Principal facteur de ce changement de perception : une amélioration des indicateurs de conjoncture donc, et une communication assez claire de la BCE, sur le fait qu'elle a mis en place suffisamment de mesures pour soutenir l'économie. Rappelons que Mario Draghi a décidé de relancer le QE en septembre dernier, et baissé le taux de dépôt de -0,4% à -0,5%. La nouvelle présidente Christine Lagarde, dont la première réunion de politique monétaire a lieu jeudi, devrait maintenir le même discours voire ne pas se prononcer sur l'avenir immédiat du QE et des instruments de taux, ce qui pourrait être interprété comme un signal "hawkish" par les marchés, selon ING.
Autre élément d'explication de l'appréciation des taux français : la hausse des taux allemands ! Puisque comme toujours, les obligations allemandes ont été les premières à réagir au changement d'humeur du marché de taux depuis cet été. Le rendement du Bund se traite cependant encore en territoire négatif, autour de -0,297 %, contre -0,712 % mi-août, son plus bas historique. "Les rendements allemands sont les premiers impactés quand les anticipations de taux remontent", explique encore Jean-Christophe Machado.
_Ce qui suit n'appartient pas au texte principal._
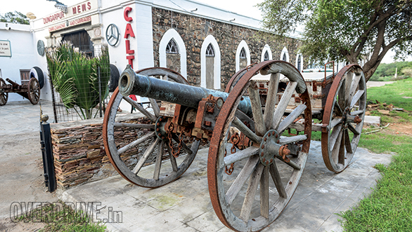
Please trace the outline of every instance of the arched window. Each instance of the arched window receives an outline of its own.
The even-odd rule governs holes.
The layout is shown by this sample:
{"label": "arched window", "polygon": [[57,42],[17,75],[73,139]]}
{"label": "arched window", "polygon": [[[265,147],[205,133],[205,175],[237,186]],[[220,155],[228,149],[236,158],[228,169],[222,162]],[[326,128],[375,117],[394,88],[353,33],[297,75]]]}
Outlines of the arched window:
{"label": "arched window", "polygon": [[242,50],[240,50],[239,57],[240,57],[240,59],[246,59],[246,52],[245,51],[245,48],[242,48]]}
{"label": "arched window", "polygon": [[268,53],[267,50],[264,53],[264,56],[263,57],[263,60],[264,60],[264,61],[269,60],[269,53]]}
{"label": "arched window", "polygon": [[209,43],[209,46],[206,48],[206,56],[209,57],[214,57],[214,50],[213,49],[213,46],[212,43]]}
{"label": "arched window", "polygon": [[299,71],[302,71],[302,70],[300,70],[301,66],[302,66],[302,60],[301,60],[300,55],[299,55],[299,56],[297,56],[297,70]]}
{"label": "arched window", "polygon": [[179,48],[176,45],[174,39],[172,39],[166,46],[166,53],[179,54]]}
{"label": "arched window", "polygon": [[282,57],[282,60],[283,60],[283,61],[288,61],[287,59],[288,58],[286,58],[286,53],[283,53],[283,57]]}

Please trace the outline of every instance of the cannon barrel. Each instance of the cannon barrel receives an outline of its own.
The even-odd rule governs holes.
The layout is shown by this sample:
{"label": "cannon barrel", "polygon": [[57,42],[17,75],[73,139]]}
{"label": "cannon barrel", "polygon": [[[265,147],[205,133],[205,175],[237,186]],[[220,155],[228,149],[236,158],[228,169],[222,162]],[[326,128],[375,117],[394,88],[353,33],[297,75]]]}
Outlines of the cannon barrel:
{"label": "cannon barrel", "polygon": [[[139,75],[129,65],[120,75],[119,91],[124,96],[136,95],[194,108],[198,108],[202,99],[210,95],[220,97],[224,100],[229,95],[224,92]],[[252,107],[248,97],[244,97],[240,101],[238,109],[252,116]]]}

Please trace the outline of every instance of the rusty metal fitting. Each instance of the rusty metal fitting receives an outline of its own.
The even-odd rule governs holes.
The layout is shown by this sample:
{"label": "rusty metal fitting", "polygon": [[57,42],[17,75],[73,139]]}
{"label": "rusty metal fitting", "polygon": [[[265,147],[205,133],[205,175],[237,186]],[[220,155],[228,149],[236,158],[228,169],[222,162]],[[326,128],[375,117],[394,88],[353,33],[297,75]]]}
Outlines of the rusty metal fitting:
{"label": "rusty metal fitting", "polygon": [[358,123],[360,123],[361,122],[362,122],[362,119],[361,118],[359,118],[359,115],[356,115],[355,116],[355,118],[354,118],[354,123],[358,124]]}

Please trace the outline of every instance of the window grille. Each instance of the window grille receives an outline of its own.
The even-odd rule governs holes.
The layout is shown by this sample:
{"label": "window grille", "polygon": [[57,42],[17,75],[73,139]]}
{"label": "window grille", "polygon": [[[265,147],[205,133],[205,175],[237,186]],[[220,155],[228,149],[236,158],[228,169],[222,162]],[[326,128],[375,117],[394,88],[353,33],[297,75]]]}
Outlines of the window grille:
{"label": "window grille", "polygon": [[267,50],[266,52],[264,52],[263,60],[264,61],[269,60],[269,53],[267,52]]}
{"label": "window grille", "polygon": [[166,53],[179,54],[179,48],[174,41],[174,39],[172,39],[167,46],[166,46]]}
{"label": "window grille", "polygon": [[240,57],[240,59],[246,59],[246,52],[245,51],[245,48],[242,48],[242,50],[240,50],[239,57]]}
{"label": "window grille", "polygon": [[214,57],[214,50],[213,49],[212,43],[209,43],[209,46],[207,46],[207,48],[206,48],[206,56]]}

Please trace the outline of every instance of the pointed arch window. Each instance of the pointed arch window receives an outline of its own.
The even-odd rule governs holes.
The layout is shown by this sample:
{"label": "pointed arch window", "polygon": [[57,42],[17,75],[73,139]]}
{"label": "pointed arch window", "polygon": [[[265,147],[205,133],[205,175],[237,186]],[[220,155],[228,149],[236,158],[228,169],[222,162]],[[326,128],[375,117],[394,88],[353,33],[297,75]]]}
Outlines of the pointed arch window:
{"label": "pointed arch window", "polygon": [[267,50],[266,52],[264,52],[263,60],[264,61],[269,60],[269,53],[268,53]]}
{"label": "pointed arch window", "polygon": [[240,54],[239,54],[239,57],[240,59],[246,59],[246,52],[245,51],[245,48],[242,48],[242,50],[240,50]]}
{"label": "pointed arch window", "polygon": [[206,48],[206,56],[212,57],[214,57],[214,49],[213,49],[212,43],[209,43],[209,46],[207,46],[207,48]]}
{"label": "pointed arch window", "polygon": [[283,53],[283,57],[282,57],[282,60],[287,61],[286,60],[287,60],[287,58],[286,58],[286,53]]}
{"label": "pointed arch window", "polygon": [[172,39],[166,46],[166,53],[179,54],[179,48],[174,39]]}

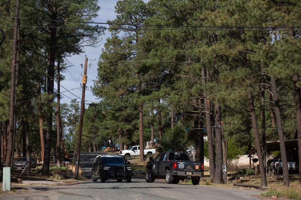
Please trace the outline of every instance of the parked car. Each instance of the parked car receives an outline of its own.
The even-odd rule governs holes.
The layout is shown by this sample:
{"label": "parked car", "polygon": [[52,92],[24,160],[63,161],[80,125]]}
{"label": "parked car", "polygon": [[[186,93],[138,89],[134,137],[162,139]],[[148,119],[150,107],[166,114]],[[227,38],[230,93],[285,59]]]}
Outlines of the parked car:
{"label": "parked car", "polygon": [[129,164],[119,156],[98,156],[92,164],[92,181],[96,182],[99,178],[101,182],[108,179],[117,180],[119,182],[124,180],[127,182],[131,182],[132,168]]}
{"label": "parked car", "polygon": [[187,153],[182,152],[166,152],[154,159],[150,157],[146,168],[145,180],[148,182],[165,178],[167,183],[177,184],[180,180],[188,179],[193,185],[198,185],[204,174],[203,162],[193,161]]}
{"label": "parked car", "polygon": [[[31,168],[35,168],[37,167],[37,161],[34,159],[30,158],[30,161]],[[26,157],[20,158],[15,161],[14,168],[24,168],[27,164],[27,160]]]}
{"label": "parked car", "polygon": [[[287,157],[288,166],[288,167],[289,170],[296,170],[296,162],[293,162],[292,161],[291,158]],[[281,157],[278,156],[274,157],[273,160],[270,164],[269,169],[270,170],[270,174],[274,173],[274,175],[277,174],[277,171],[279,168],[279,170],[282,171],[282,162],[281,161]]]}
{"label": "parked car", "polygon": [[[140,146],[131,147],[127,150],[120,151],[119,155],[124,157],[126,160],[129,160],[131,156],[138,156],[140,155]],[[156,149],[145,149],[144,151],[144,155],[146,156],[156,154]]]}

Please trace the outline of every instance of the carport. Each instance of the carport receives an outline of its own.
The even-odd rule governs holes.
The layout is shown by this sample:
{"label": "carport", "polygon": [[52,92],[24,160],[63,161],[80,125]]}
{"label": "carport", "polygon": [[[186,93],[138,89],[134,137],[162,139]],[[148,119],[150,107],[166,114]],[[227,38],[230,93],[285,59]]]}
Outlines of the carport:
{"label": "carport", "polygon": [[[291,157],[293,161],[296,162],[296,170],[298,171],[299,164],[299,157],[298,155],[298,140],[297,139],[287,140],[285,141],[284,142],[285,144],[285,149],[286,150],[287,152],[289,151],[291,151],[291,154],[290,153],[289,154],[290,155],[291,155],[291,156],[289,157]],[[267,144],[267,154],[271,152],[280,151],[280,145],[279,140],[267,142],[266,144]],[[254,158],[254,155],[256,155],[257,153],[256,148],[252,149],[249,152],[249,156],[250,157],[250,168],[251,168],[251,164],[252,162],[251,158]],[[267,159],[266,159],[266,161],[267,162],[268,161]],[[256,167],[259,167],[259,166],[255,167],[256,168],[254,169],[256,171],[259,170],[259,168],[256,168]],[[254,163],[253,164],[253,167],[254,167]]]}

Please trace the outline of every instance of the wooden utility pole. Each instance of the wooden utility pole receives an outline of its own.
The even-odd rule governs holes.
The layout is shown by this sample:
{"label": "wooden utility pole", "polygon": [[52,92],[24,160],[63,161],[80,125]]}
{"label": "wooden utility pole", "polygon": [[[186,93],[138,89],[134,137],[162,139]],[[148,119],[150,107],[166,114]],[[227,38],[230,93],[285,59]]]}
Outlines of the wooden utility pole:
{"label": "wooden utility pole", "polygon": [[61,111],[60,109],[61,96],[60,84],[60,64],[61,58],[59,57],[57,61],[57,100],[56,102],[56,166],[61,167]]}
{"label": "wooden utility pole", "polygon": [[85,92],[86,84],[87,83],[87,67],[88,65],[88,58],[86,58],[85,61],[85,69],[84,75],[82,76],[82,105],[81,106],[81,115],[79,119],[79,127],[78,128],[78,141],[77,142],[77,155],[76,167],[75,169],[76,179],[78,178],[78,167],[79,167],[79,158],[81,153],[81,144],[82,143],[82,121],[84,117],[84,109],[85,109]]}

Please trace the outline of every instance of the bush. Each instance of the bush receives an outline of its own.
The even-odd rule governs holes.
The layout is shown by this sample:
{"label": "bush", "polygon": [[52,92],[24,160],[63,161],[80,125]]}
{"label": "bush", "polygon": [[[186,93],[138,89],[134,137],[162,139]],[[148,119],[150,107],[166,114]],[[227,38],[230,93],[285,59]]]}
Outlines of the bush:
{"label": "bush", "polygon": [[278,186],[269,188],[261,194],[266,197],[284,197],[293,199],[301,200],[301,187],[298,184],[291,185],[289,188]]}

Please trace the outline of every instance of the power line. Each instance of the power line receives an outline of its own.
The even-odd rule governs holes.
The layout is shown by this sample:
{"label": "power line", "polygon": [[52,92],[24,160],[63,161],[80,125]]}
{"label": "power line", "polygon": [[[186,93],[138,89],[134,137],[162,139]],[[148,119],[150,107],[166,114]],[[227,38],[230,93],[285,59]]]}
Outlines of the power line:
{"label": "power line", "polygon": [[[14,18],[14,17],[8,17],[8,18]],[[198,25],[177,25],[172,24],[146,24],[131,23],[108,23],[106,22],[82,22],[81,21],[74,21],[69,20],[59,20],[53,19],[33,19],[27,18],[19,18],[19,19],[28,19],[30,20],[36,20],[43,21],[56,22],[63,22],[64,23],[77,23],[83,24],[104,24],[107,25],[119,25],[122,26],[150,26],[150,27],[198,27],[203,28],[301,28],[301,26],[204,26]]]}
{"label": "power line", "polygon": [[[18,49],[19,49],[19,50],[20,50],[20,51],[21,51],[21,52],[22,52],[22,53],[23,54],[24,54],[24,55],[25,55],[25,56],[26,56],[29,59],[29,60],[30,60],[30,61],[31,61],[33,63],[34,63],[34,64],[36,66],[38,67],[38,68],[40,68],[40,69],[42,70],[42,71],[44,70],[43,70],[42,68],[40,68],[39,66],[38,66],[36,64],[35,64],[35,63],[34,62],[34,61],[33,61],[30,58],[29,58],[29,57],[27,56],[27,55],[26,54],[25,54],[25,53],[24,52],[24,51],[22,51],[22,50],[21,50],[19,48],[19,47],[18,47],[18,46],[16,46],[16,47],[17,47],[17,48],[18,48]],[[55,82],[56,82],[57,83],[57,82],[56,80],[55,80],[54,79],[53,79],[53,78],[51,78],[51,77],[50,77],[50,76],[49,76],[49,74],[47,74],[47,76],[48,76],[48,77],[49,77],[50,78],[53,79],[53,80],[54,80],[54,81],[55,81]],[[60,84],[60,86],[61,86],[61,87],[62,87],[62,88],[64,88],[64,89],[65,89],[65,90],[66,90],[66,91],[67,91],[67,92],[69,92],[69,93],[71,93],[71,94],[72,94],[72,95],[74,95],[74,96],[75,96],[75,97],[77,97],[77,98],[79,98],[80,99],[81,99],[81,100],[82,99],[81,99],[81,98],[80,98],[79,97],[77,97],[77,96],[76,96],[76,95],[75,95],[75,94],[73,94],[73,93],[72,93],[71,92],[70,92],[70,91],[69,91],[68,90],[67,90],[67,89],[66,89],[66,88],[65,88],[65,87],[64,87],[62,85],[61,85],[61,84]],[[55,89],[55,88],[54,87],[53,87],[53,88],[56,91],[56,92],[57,92],[57,90],[56,89]],[[64,96],[66,96],[66,97],[67,97],[66,96],[66,95],[65,95],[65,94],[63,94],[63,93],[62,93],[61,94],[62,94]],[[70,98],[70,97],[68,97],[68,98],[70,98],[70,99],[71,99],[71,100],[73,100],[73,99],[72,99],[71,98]]]}
{"label": "power line", "polygon": [[[1,25],[0,27],[15,27],[26,28],[82,28],[83,29],[103,29],[104,30],[123,30],[136,31],[137,30],[180,30],[180,31],[300,31],[301,29],[283,29],[283,30],[267,30],[265,29],[233,29],[229,28],[224,29],[200,29],[194,28],[111,28],[99,27],[65,27],[65,26],[16,26],[13,25]],[[239,28],[239,27],[238,27]]]}

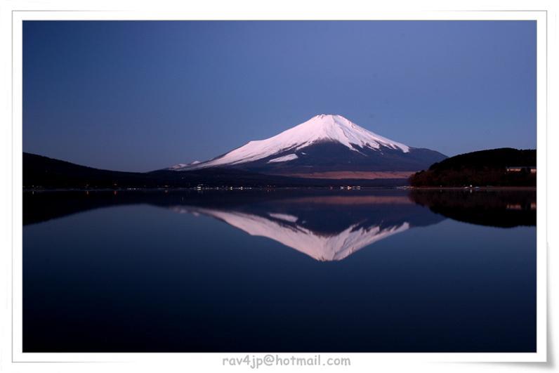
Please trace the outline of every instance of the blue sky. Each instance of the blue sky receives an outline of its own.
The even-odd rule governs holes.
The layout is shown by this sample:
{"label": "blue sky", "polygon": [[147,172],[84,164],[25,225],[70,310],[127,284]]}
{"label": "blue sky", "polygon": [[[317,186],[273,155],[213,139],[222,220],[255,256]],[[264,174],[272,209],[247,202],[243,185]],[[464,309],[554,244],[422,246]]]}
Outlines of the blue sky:
{"label": "blue sky", "polygon": [[26,152],[150,171],[322,113],[447,155],[535,148],[535,22],[24,22]]}

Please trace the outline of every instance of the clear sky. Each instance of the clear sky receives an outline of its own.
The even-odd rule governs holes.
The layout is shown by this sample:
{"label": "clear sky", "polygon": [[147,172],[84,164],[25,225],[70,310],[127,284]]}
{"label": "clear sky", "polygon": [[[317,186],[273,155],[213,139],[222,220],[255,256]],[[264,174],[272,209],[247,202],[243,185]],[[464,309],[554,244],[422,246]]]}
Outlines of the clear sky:
{"label": "clear sky", "polygon": [[23,25],[23,150],[150,171],[317,114],[447,155],[536,147],[533,21]]}

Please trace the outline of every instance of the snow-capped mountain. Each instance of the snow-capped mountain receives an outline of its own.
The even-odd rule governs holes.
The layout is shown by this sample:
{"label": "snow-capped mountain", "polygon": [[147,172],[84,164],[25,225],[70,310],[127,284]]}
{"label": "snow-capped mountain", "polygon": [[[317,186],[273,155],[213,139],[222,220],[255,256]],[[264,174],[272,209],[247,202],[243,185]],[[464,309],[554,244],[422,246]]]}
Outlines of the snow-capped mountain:
{"label": "snow-capped mountain", "polygon": [[445,158],[438,152],[412,148],[377,135],[341,115],[320,114],[213,159],[170,169],[235,167],[272,174],[417,171]]}

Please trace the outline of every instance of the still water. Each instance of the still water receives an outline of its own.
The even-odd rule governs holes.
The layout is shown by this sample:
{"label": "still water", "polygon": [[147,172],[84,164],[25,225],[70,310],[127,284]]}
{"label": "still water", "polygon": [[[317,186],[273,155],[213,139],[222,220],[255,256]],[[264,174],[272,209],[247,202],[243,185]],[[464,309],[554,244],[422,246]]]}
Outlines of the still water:
{"label": "still water", "polygon": [[533,352],[535,192],[25,192],[25,352]]}

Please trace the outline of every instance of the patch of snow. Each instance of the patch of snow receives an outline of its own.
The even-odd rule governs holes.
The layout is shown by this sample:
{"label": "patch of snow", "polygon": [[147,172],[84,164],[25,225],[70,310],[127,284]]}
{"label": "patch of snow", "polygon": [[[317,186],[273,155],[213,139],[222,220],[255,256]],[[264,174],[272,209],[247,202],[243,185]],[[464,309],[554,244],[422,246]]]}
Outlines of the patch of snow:
{"label": "patch of snow", "polygon": [[296,159],[298,158],[296,154],[289,154],[287,155],[284,155],[283,157],[278,157],[277,158],[274,158],[273,159],[270,159],[268,161],[268,163],[275,163],[278,162],[289,162],[294,159]]}
{"label": "patch of snow", "polygon": [[[322,114],[273,137],[265,140],[250,141],[224,155],[204,162],[188,165],[184,167],[184,169],[235,165],[254,162],[290,150],[303,149],[320,141],[337,142],[355,152],[359,152],[359,148],[381,150],[381,147],[400,150],[405,153],[409,152],[409,147],[407,145],[377,135],[341,115]],[[296,156],[296,155],[293,155]],[[277,162],[287,160],[291,159]]]}
{"label": "patch of snow", "polygon": [[273,213],[268,213],[268,215],[272,216],[272,218],[275,218],[280,220],[284,220],[285,221],[290,221],[291,223],[295,223],[298,220],[297,216],[294,216],[293,215],[289,215],[288,214],[273,214]]}

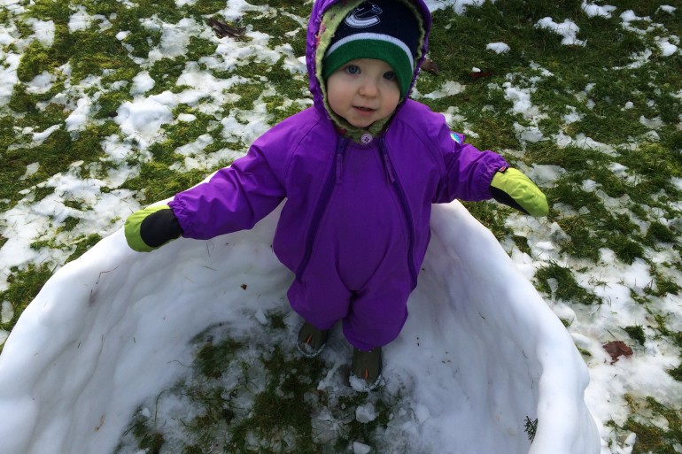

Selon les prévisions de Natixis, le dix ans outre-Rhin devrait rester en territoire négatif l'an prochain et terminer l'année 2020 autour de -0,03 %, tandis que le taux de l'OAT remonterait progressivement autour de 0,20 %.
Plusieurs facteurs exogènes pourraient cependant faire retourner les taux français en territoire négatif : une intensification des tensions commerciales, une récession américaine qui s'étendrait au reste du monde ou une crise financière, qui pousserait les investisseurs à se tourner vers les actifs refuge, dont les titres français font partie. En attendant de tels événements, les investisseurs profitent du seuil de 0 % que l'OAT vient de franchir pour acheter de la dette française. "Les investisseurs ont souvent des cibles et achètent quand les taux passent un certain niveau, comme c'est le cas actuellement", explique encore Jean-Christophe Machado.
À très court terme, si le gouvernement annonce un plan de dépenses important pour tenter d'apaiser les tensions sociales liées aux réformes des retraites, les taux français pourraient connaître un mouvement de hausse temporaire, comme cela avait été le cas au moment des gilets jaunes. Mais à moyen et long terme, les rendements français resteront bas, alors que l'économie de l'Hexagone est plutôt dynamique relativement aux autres États de la zone, et notamment de l'Allemagne.